L’ipercolesterolemia familiare (FH) è una delle più comuni condizioni genetiche ereditarie a livello globale, caratterizzata da livelli persistentemente elevati di colesterolo LDL (il cosiddetto “colesterolo cattivo”) e da un rischio aumentato di malattia cardiovascolare aterosclerotica già in età giovane-adulta. La FH colpisce circa 1 individuo su 300 e, nonostante la sua prevalenza, è spesso sottodiagnosticata e sotto-trattata.
Tradizionalmente si è sempre tenuto conto del fatto che la presenza di mutazioni in geni chiave come LDLR, APOB o PCSK9 determina una ridotta capacità dell’organismo di rimuovere efficacemente le LDL dal sangue, con conseguente accumulo nel circolo e progressiva formazione di placche aterosclerotiche. Tuttavia, la gravità clinica della FH non è uniforme tra i pazienti: alcuni sviluppano malattia cardiovascolare precoce e severa, mentre altri manifestano una progressione più lenta o un fenotipo meno drammatico.
Il ruolo del background genetico poligenico
Un recente studio pubblicato su Arteriosclerosis, Thrombosis and Vascular Biology ha approfondito il contributo del background genetico oltre le singole mutazioni causali, utilizzando i cosiddetti punteggi di rischio poligenico (PRS). Questi punteggi sintetizzano l’influenza combinata di molte varianti genetiche comuni associate a tratti cardiometabolici come livelli di LDL-C, lipoproteina(a) e rischio di coronaropatia.
I risultati mostrano che, nei soggetti con FH, un PRS elevato per coronaropatia e per livelli di LDL-C è associato a una maggiore severità fenotipica, con valori di LDL più alti e una maggiore probabilità di sviluppare malattia cardiovascolare aterosclerotica. Questo significa che il background genetico complessivo di un individuo può modulare la gravità della malattia oltre la semplice presenza della mutazione causale.
Implicazioni cliniche e opportunità diagnostiche
Queste evidenze aprono a diverse considerazioni importanti per la pratica clinica:
Diagnosi più raffinate, l’integrazione dei PRS aiuta a identificare quali pazienti con FH sono a rischio particolarmente elevato, consentendo una stratificazione del rischio più precisa.
Prevenzione personalizzata: un profilo genetico più completo può supportare decisioni terapeutiche mirate, come l’inizio precoce di terapie ipolipemizzanti intensive.
Educazione del paziente,comprendere l’influenza di varianti genetiche multiple può migliorare l’adesione a interventi terapeutici, dato che la FH non dipende solo da fattori ambientali o di stile di vita.
Oltre la genetica monogenica: una visione più ampia della FH
È importante ricordare che, oltre alle varianti genetiche causali, l’ipercolesterolemia familiare può presentarsi in forme con diversa espressione fenotipica anche in relazione all’ereditarietà poligenica e all’interazione con fattori ambientali e metabolici. La FH eterozigote, più comune, comporta tipicamente livelli di LDL-C 2-3 volte superiori alla norma, mentre la forma omozigote, più rara, porta a livelli estremamente elevati fin dall’infanzia e rischio cardiovascolare molto alto.

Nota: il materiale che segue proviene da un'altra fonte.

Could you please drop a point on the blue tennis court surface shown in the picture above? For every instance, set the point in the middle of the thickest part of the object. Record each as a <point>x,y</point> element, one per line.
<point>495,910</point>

Queste nuove conoscenze sottolineano quanto sia cruciale non limitarsi a diagnosticare la sola mutazione causale, ma adottare un approccio che consideri l’intero profilo genetico e cardiometabolico del paziente.
Verso una medicina di precisione nella FH
La gestione dell’ipercolesterolemia familiare sta evolvendo verso modelli di medicina di precisione in cui le informazioni genetiche poligeniche si integrano alle valutazioni cliniche tradizionali. Ciò favorisce strategie di trattamento più efficaci e personalizzate e promuove l’adozione tempestiva di terapie appropriate, inclusi inibitori di PCSK9 o nuovi agenti targeting specifici pathway metabolici del colesterolo.
Conclusioni
L’influenza del background genetico oltre la mutazione causale classica amplia la nostra comprensione dell’ipercolesterolemia familiare e rappresenta un passo avanti verso una gestione più integrata e personalizzata dei pazienti. La FH non è una condizione uniforme: la variabilità fenotipica può essere in parte spiegata da contributi genetici poligenici, aprendo nuove prospettive diagnostiche e terapeutiche per migliorare gli esiti clinici.